For the past thirty years there have been competitions as well as scientists that have attempted to create computing programs that would pass a Turing test. And these are typically question and answer programs where you develop a computer system that’s designed to take as an input a question, analyze a language, and then provide a response in return. As it turns out, the programs that end up doing the best in these Turing test situations are ones that don’t necessarily directly answer the question all the time, but instead, avoid answering that question, misdirect, or evade the question. So for example, if the interviewer asks a question like, you know, “Who is your favorite composer,” the computer program could respond something like, “I don’t like answering personal questions, why don’t you tell me a joke instead?” And then the interviewer would tell a joke, and then the computer program would laugh or make believe they were entertained because they knew the interviewer was going to ask a joke. And so the argument that Professor Levesque makes is that that is not really a true test of intelligence because by evading the question you can often times demonstrate intelligence when really the computer program quite simple underneath.
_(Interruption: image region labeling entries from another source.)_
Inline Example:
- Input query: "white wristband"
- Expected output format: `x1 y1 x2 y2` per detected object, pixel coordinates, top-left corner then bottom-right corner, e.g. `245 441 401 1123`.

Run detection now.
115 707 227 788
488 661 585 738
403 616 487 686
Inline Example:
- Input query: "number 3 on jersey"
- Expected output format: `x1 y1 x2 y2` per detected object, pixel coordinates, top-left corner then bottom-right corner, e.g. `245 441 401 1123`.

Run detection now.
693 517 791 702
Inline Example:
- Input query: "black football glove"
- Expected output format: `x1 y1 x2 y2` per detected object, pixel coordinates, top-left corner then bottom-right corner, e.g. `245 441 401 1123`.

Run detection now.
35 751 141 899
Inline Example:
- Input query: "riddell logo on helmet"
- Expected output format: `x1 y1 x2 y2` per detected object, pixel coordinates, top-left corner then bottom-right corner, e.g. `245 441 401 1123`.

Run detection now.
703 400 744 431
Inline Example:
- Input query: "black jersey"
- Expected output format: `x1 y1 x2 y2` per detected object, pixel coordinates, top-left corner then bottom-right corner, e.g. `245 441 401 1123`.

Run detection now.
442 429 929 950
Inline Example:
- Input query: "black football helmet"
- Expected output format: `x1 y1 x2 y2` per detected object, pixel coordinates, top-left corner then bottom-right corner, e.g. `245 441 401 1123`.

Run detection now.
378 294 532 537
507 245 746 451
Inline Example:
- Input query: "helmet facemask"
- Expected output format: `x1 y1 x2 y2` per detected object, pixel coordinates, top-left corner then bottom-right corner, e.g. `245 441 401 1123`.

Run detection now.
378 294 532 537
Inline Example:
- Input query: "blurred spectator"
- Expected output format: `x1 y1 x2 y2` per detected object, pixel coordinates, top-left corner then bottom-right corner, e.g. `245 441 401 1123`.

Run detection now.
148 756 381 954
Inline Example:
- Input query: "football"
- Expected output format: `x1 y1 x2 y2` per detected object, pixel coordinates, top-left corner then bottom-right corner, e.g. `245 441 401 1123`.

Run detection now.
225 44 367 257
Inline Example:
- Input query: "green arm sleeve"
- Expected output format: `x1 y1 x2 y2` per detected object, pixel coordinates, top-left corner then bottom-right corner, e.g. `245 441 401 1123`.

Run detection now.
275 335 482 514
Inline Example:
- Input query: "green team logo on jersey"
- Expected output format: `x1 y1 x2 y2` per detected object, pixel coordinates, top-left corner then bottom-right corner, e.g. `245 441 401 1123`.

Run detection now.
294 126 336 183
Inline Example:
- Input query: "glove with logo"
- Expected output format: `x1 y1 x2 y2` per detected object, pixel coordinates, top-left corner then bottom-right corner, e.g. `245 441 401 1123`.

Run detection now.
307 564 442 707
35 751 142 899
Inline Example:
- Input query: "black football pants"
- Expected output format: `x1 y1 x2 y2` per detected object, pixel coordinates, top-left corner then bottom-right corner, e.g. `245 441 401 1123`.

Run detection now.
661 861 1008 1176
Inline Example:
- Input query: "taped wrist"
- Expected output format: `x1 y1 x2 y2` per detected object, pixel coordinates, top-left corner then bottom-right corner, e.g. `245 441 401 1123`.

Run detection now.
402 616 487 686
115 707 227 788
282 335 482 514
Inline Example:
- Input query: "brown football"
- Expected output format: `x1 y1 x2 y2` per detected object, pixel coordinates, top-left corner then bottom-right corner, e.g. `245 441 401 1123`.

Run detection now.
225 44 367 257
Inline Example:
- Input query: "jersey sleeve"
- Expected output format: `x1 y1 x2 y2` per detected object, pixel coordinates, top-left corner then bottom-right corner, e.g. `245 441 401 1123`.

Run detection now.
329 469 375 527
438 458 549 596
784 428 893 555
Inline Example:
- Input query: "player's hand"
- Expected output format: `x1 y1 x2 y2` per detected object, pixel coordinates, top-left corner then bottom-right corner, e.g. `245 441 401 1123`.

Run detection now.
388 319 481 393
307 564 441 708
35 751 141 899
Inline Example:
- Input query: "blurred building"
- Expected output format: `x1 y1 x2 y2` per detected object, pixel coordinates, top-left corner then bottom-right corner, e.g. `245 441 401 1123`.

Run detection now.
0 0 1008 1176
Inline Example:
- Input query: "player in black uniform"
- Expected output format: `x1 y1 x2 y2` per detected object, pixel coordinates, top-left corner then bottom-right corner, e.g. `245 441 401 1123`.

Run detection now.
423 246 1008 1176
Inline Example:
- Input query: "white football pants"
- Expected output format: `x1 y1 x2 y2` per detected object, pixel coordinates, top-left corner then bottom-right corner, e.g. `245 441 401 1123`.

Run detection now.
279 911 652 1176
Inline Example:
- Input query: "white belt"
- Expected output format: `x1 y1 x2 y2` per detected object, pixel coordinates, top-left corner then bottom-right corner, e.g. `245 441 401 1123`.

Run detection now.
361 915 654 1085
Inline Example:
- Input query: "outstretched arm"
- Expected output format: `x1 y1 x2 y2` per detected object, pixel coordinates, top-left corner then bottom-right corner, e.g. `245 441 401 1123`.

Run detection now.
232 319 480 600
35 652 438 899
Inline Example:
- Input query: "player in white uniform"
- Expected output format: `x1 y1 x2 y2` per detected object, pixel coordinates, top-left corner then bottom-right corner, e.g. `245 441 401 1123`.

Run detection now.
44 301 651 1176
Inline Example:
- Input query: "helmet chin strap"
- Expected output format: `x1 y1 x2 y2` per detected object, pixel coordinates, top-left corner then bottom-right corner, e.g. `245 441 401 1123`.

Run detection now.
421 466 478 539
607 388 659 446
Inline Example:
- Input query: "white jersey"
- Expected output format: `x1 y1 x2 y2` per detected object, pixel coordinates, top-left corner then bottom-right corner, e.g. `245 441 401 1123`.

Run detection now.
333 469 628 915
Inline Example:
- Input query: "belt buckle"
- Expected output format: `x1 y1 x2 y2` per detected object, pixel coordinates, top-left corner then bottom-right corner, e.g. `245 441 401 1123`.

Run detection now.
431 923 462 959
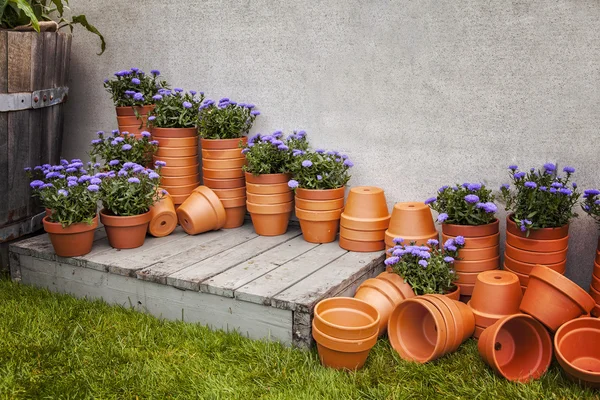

So as a proposal what Levesque proposes is using a new type of test called the Winograd Schema Test, which is named after computer science professor at Stanford Terry Winograd, and instead of allowing the you can ask any type of question at all. What it proposes is that the computer program has to come up with a correct answer, some predetermined questions that require that humans are very good at answering but typically computers aren’t. And I’ll give you an example. So a question would be something like, “Joan makes sure to thank Susan for all the help she has received. So who received the help? And a question like that is not obvious, but because Joan was thanking Susan, then probably Joan receive the help? A five-year-old could probably answer that question pretty well. Even today’s best question and answer assistants wouldn’t be able to answer that. I’m pretty sure Siri probably couldn’t do a good job at answering that. Wolfram Alpha probably have trouble with that. The Watson supercomputer that IBM built probably would have trouble with that as well.
Another example would be something like the question, “the large ball crushed the table because it was made of styrofoam.” My question is, well, what made of styrofoam? Well in this case, because the large ball crushed the table, it was probably the table that was made of styrofoam, not the ball, and so again, any human can figure it out, but a computer would probably have a hard time. And so this is being proposed, at least by Professor Levesque and some others, as potentially a better way to measure the intelligence of computing systems because it really gets to the heart of what it is that humans can do very well that most computing systems still have a hard time with. And I thought that was very interesting.